There was a sharp tap on the front door and I had a quick glance around to make sure I hadn’t left any half-eaten biscuits on any surfaces, and went to open it. As soon as I saw the dark head on the other side of the glass panel my hand fell away from the lock. Dan. What’s he doing here?
‘I can see you there, Winter, so don’t try pretending that you’ve run away to join the circus,’ he said, and I could see his outline hunch, hands going into pockets. The wavy glass that kept my privacy from people wanting to peer in as they passed made all the solid lines of his body look broken and abstract, as though there was a Picasso painting standing on my doorstep. ‘Come on, kiddo, just wanting an update here, plus it’s bloody freezing. There’s a wind out here that’s already given me a shave and a haircut and I swear that it’s trying to file my nails as well.’
The wavering outline ghosted into a pose of huddling down into his coat and a pale blob of hand extended for another knock, so I opened the door with a sigh. ‘What is it?’
‘What it is, is about minus twenty.’ Dan didn’t exactly push past me, but he didn’t wait to be invited in either; he did a kind of polite charge that made me step back inside the living room, and kept on coming. ‘It’s like the Arctic with better retail.’
I slid myself round the tiny table. ‘I mean, what do you want?’ I took it as a good sign that my hands weren’t inadvertently trying to punch him, and that I wasn’t sweating, although my heart was causing a tidal surge of blood to my cheeks.
‘Thought I’d given you enough time to think about things.’ He swept further into the room and tried to throw himself nonchalantly onto one of the chairs. ‘Bloody hellfire, what’s this made out of? Hacksaw blades and teeth?’ Nonchalance reverted to a straight-backed wariness. ‘Maybe I could be the first bloke to bring cushions to Yorkshire. I can see the headlines now: “Southerner brings soft-furnishing relief to a million Northern backsides.” What?’

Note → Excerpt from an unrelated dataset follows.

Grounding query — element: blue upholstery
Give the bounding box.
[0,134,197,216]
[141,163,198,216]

‘Nothing.’ I’d been staring at him, I knew it. Watching, because I couldn’t help it. There was something about Dan’s long body, the way his shoulders, broad in the embellished black of his coat, drew the eye. Something magnetic in his movements and the way his cheekbones broke dark stubble like plough blades in a night field.
‘Well, come on then. Spill. What’s been happening on the scribbling front? How are we looking on word count? And how the effing chuff do you manage to write anything sitting on these things?’ He tried to hook a leg up over the chair arm but the over-polished wood and lack of any protective padding sent him spiralling around until he only just prevented himself from crashing onto the floor by grabbing hold of the table. ‘This is not furniture, is it?’
‘Everything is okay.’ I flipped the laptop’s lid down. Although he wouldn’t have been able to tell how long it had been since I’d looked at the book, I didn’t want him to have any ammunition to fire at me. ‘Go away.’
To my surprise, Dan stood up. I thought, for one glorious moment, that he was going to do as I’d suggested, that he actually believed me when I said things were okay. But this was Daniel and I should have known better. He shucked off the big coat and folded it into a wedge, placed it back on the chair, then sat on it. ‘That’s better.’ And then, ‘Now what?’
‘It’s just you without your coat on. You’ve always got that coat on.’ Underneath, Dan was wearing a tight, black T-shirt, which made him look remarkably buff, and a pair of what looked like designer suit trousers. ‘And no wonder you’re cold. You should put a jumper on.’
‘You’ve seen me without the coat loads of times, Win.’ Almost as though he were pleased, he leaned back and raised his eyebrows at me. ‘Hell, you’ve seen me in nothing but a Durex, why so surprised suddenly?’
I shook my head and forced my eyes to look somewhere else. ‘Whenever I think of you, it’s always the whole’ — I waved my arms alongside my body to indicate a flowing garment — ‘thing.’
‘So you do think of me?’ His voice was very low and I was glad I was staring at the mantelpiece at that moment, not at his face. ‘It’s the image, Win. You know that. You, of all people, know you keep the image going because most people don’t look any further than that. I’m the bloke in the coat and the boots, and that’s all they need to see.’